We are unpersuaded by petitioners' contention that Supreme Court erred in dismissing the amended petition as untimely. A review of the amended petition establishes that petitioners were challenging the methodology used by DOH in determining the Medicaid reimbursement rates for prescription drugs, claiming that a “one size fits all” approach to the offset does not accurately measure the amount of reimbursement for prescriptions. Such challenge relates to the method used in calculating the rate, and not to any computational errors or errors in the submission of fiscal or statistical data. The latter would warrant a review pursuant to the administrative rate appeals process, while a challenge to the methodology is properly considered by way of CPLR article 78 review (see Matter of St. Ann's Home for Aged v. Daines, 67 A.D.3d 1326 [2009]; Matter of Pinegrove Manor II, LLC v.
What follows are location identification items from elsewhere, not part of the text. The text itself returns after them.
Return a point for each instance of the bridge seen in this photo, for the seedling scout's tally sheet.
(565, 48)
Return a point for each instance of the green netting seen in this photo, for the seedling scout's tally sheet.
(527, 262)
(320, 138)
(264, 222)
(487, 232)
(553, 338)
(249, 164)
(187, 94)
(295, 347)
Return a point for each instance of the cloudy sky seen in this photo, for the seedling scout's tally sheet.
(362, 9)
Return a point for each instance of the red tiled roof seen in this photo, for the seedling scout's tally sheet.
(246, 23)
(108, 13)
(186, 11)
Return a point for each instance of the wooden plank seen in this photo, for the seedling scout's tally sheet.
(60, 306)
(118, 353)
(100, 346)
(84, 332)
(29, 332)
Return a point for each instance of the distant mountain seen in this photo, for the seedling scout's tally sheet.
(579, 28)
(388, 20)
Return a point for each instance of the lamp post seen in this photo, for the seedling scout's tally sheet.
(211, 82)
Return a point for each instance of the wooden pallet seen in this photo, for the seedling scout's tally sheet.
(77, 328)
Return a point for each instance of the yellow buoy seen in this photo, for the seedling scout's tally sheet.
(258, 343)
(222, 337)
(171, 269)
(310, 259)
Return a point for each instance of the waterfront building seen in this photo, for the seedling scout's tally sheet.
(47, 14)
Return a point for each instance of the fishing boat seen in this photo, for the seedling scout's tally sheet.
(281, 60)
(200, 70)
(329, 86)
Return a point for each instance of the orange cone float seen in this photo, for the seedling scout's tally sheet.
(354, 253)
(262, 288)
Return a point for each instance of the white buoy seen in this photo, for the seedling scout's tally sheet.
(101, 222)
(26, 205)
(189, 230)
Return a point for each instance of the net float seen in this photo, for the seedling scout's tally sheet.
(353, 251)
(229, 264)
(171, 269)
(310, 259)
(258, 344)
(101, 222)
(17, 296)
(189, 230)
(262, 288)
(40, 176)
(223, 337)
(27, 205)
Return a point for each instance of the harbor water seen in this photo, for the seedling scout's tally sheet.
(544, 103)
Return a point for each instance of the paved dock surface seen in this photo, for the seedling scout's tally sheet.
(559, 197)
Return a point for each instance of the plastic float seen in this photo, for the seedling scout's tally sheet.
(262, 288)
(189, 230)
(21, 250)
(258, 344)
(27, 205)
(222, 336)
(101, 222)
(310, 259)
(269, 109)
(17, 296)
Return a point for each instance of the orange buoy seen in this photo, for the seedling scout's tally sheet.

Daines, 60 A.D.3d 767, 768 [2009] ). Inasmuch as petitioners did not commence this CPLR article 78 proceeding within the applicable four-month statute of limitations period (see CPLR 217), Supreme Court properly dismissed the petition as time-barred.

Furthermore, we are unpersuaded by petitioners' alternate contention that respondents are equitably estopped from asserting a statute of limitations defense. Specifically, petitioners argue that it would be manifestly unjust to leave them without any remedy to challenge the Medicare Part D offset because they relied, to their detriment, on erroneous advice from an apparent high-ranking, rate-setting DOH official who stated that petitioners should file administrative rate appeals in order to protect their interests and it was more than a year before DOH rejected their challenge as an improper subject for the administrative rate appeals process. However, the doctrine of equitable estoppel generally is unavailable against a government agency in the exercise of its governmental function (see Notaro v. Power Auth. of State of N.Y., 41 A.D.3d 1318, 1319 [2007], lv dismissed 9 N.Y.3d 935 [2007]; Matter of Grella v. Hevesi, 38 A.D.3d 113, 117 [2007] ). Moreover, “ ‘erroneous advice by a government employee does not constitute the type of unusual circumstance[s] contemplated by the exception’ “ to this general rule (Notaro v. Power Auth. of State of N.Y., 41 A.D.3d at 1320, 840 N.Y.S.2d 683, quoting Matter of Grella v. Hevesi, 38 A.D.3d at 117, 827 N.Y.S.2d 756). Here, the conduct alleged by petitioners does not excuse the untimely commencement of a CPLR article 78 proceeding nor does it constitute the type of circumstances warranting application of the estoppel doctrine against the state (see Matter of New York State Med. Transporters Assn. v. Perales, 77 N.Y.2d 126, 130-131 [1990]; Notaro v. Power Auth. of State of N.Y., 41 A.D.3d at 1319-1320, 840 N.Y.S.2d 683).

ORDERED that the judgment is affirmed, without costs.